Подобно тому, как инициатива переводов Писания на народные языки исходила от протестантов (см. §95), так и первые славянские грамматики были созданы протестантами. Такова чешская грамматика протестантских священников Филомата, Оптата и Гзеля (Намешт, 1533); первая польская грамматика кальвиниста, позже социнианина Петра Статориуса-Стоеньского (Краков, 1568); лучшая в XVI в. чешская грамматика Яна Благо-слава, главы протестантской общины "Чешских братьев" (рукопись 1571 г.); первая словенская грамматика, составленная одним из лидеров словенского протестантизма Адамом Бохоричем (Виттенберг, 1584).

Однако грамматики не были специфически протестантским явлением. Они создавались также католиками и православными. Грамматика могла иметь и контрреформационную направленность. Таковы первые печатные восточнославянские грамматики – "Адельфотис", грамматики Лаврентия Зизания и Мелетия Смотрицкого. Их составили православные книжники для поддержки церковнославянского языка. Подобно тому, как Геннадиевский библейский свод 1499 г. и напечатанная на его основе "Острожская Библия" 1581 г. противостояли реформационным попыткам перевода Писания на народные языки, так и грамматика Мелетия Смотрицкого была крупнейшей филологической акцией в защиту культового надэтнического языка Slavia Orthodoxa.

Вместе с тем в позиции Смотрицкого есть новые черты. В его грамматике нет распространенного в православной книжности отношения к церковнославянскому языку как к языку священному и исключительному*; нет обычных для православия рассуждений об особой "благодати" "славенского" языка или его превосходстве над латынью. Мелетий Смотрицкий не оценивает языки по вероисповедному принципу и де факто признает их равноправие.

* Ср. апологию церковнославянского языка как языка с в я т о г о и дающего с п а с е н и е у православного украинского монаха Иоанна Вишенского (ХV? в.): "Бог всемогущий <..> лутче крестит в словенском языку, а нежели в латынском"; святым и угодникам "спасенными же быти и освятити тот же святый язык словенский исходатаил" (Вишенский И. Соч. / Подготовка текста, ст. и коммент. И.П. Еремина. М.; Л.: Изд-во АН СССР, 1955. С. 192, 194). Впрочем, трактовка церковнославянского языка в качестве священного не была в православии канонической.

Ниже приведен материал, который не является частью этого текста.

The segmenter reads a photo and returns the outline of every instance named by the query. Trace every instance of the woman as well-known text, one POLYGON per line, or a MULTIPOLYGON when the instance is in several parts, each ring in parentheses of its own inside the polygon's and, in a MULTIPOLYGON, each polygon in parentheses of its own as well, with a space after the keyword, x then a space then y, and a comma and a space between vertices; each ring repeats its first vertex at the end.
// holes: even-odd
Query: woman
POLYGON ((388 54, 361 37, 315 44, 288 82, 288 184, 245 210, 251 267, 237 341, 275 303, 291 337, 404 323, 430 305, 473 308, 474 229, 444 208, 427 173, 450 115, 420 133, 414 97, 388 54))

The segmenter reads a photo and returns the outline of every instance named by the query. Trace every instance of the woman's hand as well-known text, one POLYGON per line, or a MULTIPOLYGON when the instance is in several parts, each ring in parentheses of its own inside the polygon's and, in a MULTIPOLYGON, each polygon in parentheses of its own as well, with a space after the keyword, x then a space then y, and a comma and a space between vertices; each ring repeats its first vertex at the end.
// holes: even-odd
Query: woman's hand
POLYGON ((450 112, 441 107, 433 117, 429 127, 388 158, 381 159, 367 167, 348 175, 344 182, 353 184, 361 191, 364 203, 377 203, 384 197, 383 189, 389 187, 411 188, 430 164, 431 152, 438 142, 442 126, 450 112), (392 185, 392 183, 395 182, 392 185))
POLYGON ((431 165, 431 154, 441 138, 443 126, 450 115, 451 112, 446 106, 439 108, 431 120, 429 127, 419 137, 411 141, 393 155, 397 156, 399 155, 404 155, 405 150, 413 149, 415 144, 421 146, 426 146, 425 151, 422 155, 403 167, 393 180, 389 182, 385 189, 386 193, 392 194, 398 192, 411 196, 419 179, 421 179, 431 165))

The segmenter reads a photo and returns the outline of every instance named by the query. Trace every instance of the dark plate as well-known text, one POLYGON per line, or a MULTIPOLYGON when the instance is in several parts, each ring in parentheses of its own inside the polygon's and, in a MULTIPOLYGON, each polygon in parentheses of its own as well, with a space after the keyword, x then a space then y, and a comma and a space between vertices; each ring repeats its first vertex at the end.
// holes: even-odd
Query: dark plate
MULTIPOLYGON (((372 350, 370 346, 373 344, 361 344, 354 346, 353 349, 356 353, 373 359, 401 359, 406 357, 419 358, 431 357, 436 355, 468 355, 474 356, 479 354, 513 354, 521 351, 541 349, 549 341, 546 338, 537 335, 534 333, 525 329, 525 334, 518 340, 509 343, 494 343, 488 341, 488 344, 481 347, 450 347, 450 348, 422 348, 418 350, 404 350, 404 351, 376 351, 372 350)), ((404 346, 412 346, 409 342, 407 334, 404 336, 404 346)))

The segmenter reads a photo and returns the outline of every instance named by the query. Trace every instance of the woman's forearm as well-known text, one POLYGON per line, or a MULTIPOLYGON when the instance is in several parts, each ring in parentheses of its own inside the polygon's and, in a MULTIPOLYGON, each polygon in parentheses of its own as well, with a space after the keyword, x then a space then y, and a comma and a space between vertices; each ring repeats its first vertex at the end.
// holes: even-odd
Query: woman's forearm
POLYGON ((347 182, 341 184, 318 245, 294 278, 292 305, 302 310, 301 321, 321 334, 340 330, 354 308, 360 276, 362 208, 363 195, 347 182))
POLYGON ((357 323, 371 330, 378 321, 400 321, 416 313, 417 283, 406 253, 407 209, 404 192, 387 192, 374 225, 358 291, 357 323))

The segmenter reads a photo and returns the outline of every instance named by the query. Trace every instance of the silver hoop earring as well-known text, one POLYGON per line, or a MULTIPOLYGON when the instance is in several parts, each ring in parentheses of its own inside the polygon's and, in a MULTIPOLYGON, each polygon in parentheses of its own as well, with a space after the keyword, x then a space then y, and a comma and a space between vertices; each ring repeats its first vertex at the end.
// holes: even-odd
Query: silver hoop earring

В грамматике Смотрицкого в значительной мере снимается противопоставление церковнославянского в качестве священного языка народному ("простой мове") как языку несакральному, мирскому. В предисловии к грамматике, написанном на "простой мове", Смотрицкий рекомендует обращаться к ней при обучении "славенскому" языку. В тексте самой грамматики он часто поясняет церковнославянские формы или обороты с помощью "простой мовы", в том числе переводит на нее библейские стихи. Новым было отношение Смотрицкого и к самой грамматике: протестантски трезвое, далекое от приписывания грамматике сакральной и богословской значимости.

Реформационное звучание грамматики Смотрицкого было приглушено при ее переиздании в Москве (1648), "естественно", без имени автора, ставшего в 1627 г. униатом. Из текста грамматики были исключены все пояснения и переводы на народном языке. Скромное предисловие Смотрицкого на "простой мове" заменили анонимные (восходящие к сочинениям Максима Грека) церковнославянские рассуждения о святости "словенского" языка и богоугодности грамматики с упоминанием главных православных авторитетов (Василия Великого, Григория Богослова, Иоанна Златоуста). В московском издании укрупнили формат и шрифт, шире стали поля. В сочетании с пространными предисловиями и послесловиями это значительно увеличило массу книги. В ней появились киноварные заглавия рубрик и инициалы. Все это придавало московской грамматике 1648 г. торжественный и внушительный вид, делая ее "официальным изданием московской грамотности" (Ягич, 1910, 30).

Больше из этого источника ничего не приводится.